Baltic Requiem' gives incomplete score

Television

June 24, 1991|By Michael Hill

*Last January, under the cloak of the blanket of coverage given to the war in the Persian Gulf, the Soviet Union's army launched a brutal attack against the Latvian Parliament in Riga.

The parliament, which had passed an independence resolution in defiance of Soviet authority, had been in continuous session for more than a week. The parliament building was surrounded by Latvian citizens who had come to protect their new-found freedom from the Russians who had ruled their land since the end of World War II.

These hundreds of citizens were there to witness, certain that their presence would stop any brutality. But it did not. The whole world was not watching. America had its channels tuned to Iraq.

However, the cameras of Latvian filmmaker Juris Podnieks were watching, and the brutal, horrifying and ultimately personally tragic reality they record provide a sobering finish to "Baltic Requiem," a 90-minute program about the states of Latvia, Lithuania and Estonia.

The first hour of "Baltic Requiem," which will be on Maryland Public Television, channels 22 and 67, at 9 tonight, has an entirely different tone, one more in keeping with the program's title.

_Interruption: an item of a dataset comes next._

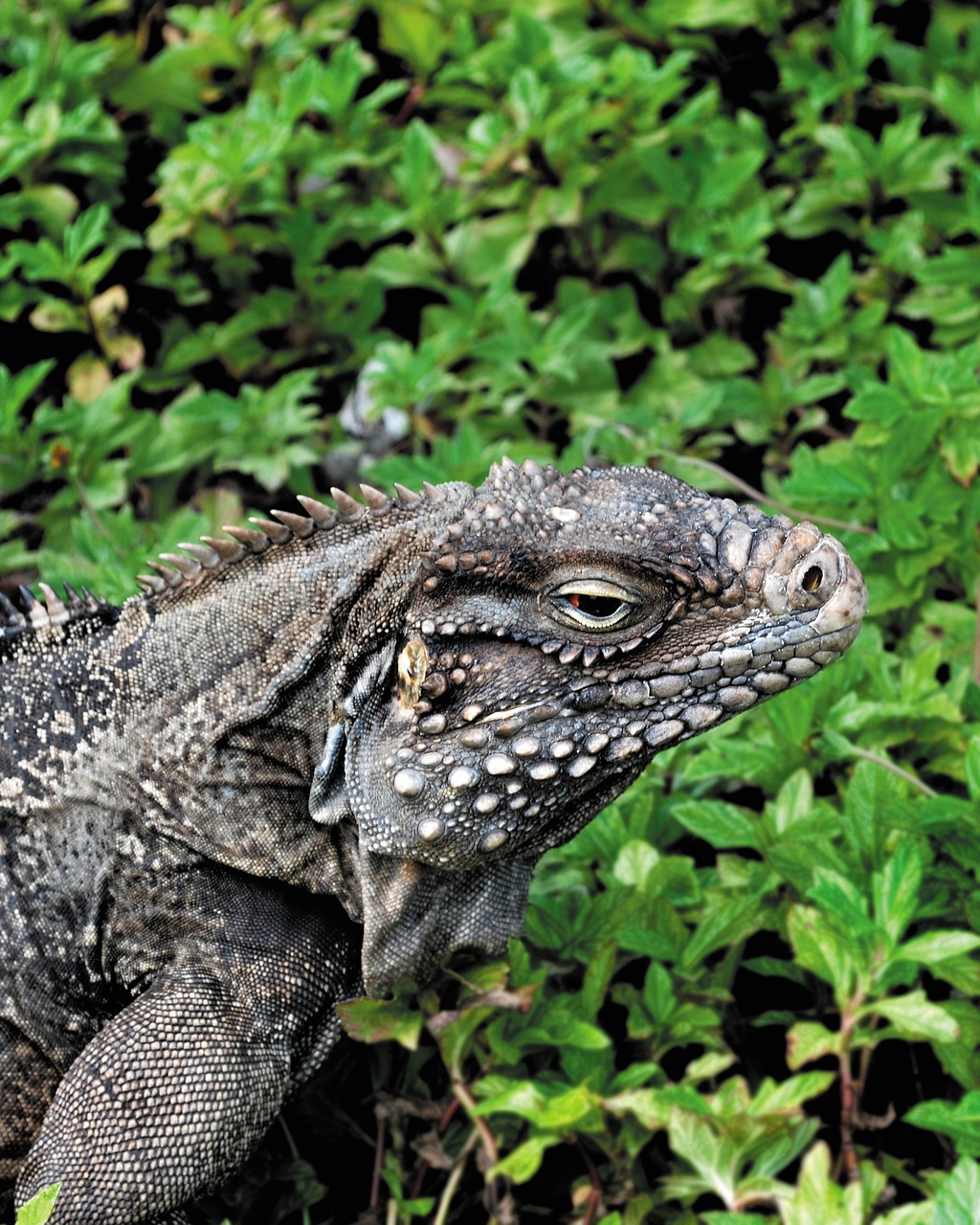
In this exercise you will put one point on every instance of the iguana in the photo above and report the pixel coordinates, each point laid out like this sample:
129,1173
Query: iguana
323,753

Podnieks, who filmed the five-part series "Soviets," uses a gathering of Latvian choirs from around the world at a national song festival to link his impressionistic account of the recent history of these lands.

Again and again, the cameras return to the images of thousands of people in various native costumes dancing as the haunting melodies of these old songs provide a constant background to the tales of Soviet invasion, repression and imprisonment.

At times the images seem absurd: A

woman tries to maintain a simple peasant life on an Estonian island that the Soviets have taken over for military use, including target practice for tanks and missiles.

At times the images are soberingly poignant: A man retrieving his mother's body from her grave in Siberia so that it can be returned to her native Baltic land watches as her skull is dusted off and her bones placed in a container.

At times they are simply beautiful: A hill of crosses in what is apparently a graveyard in Lithuania stands as a testament to thousands of them that had to sprout again and again after the Soviets bulldozed them.

At times, however, the images and information are simply incomplete. The narration -- in the first hour only subtitles -- states that Russia invaded these countries in 1939 after a pact between Hitler and Stalin.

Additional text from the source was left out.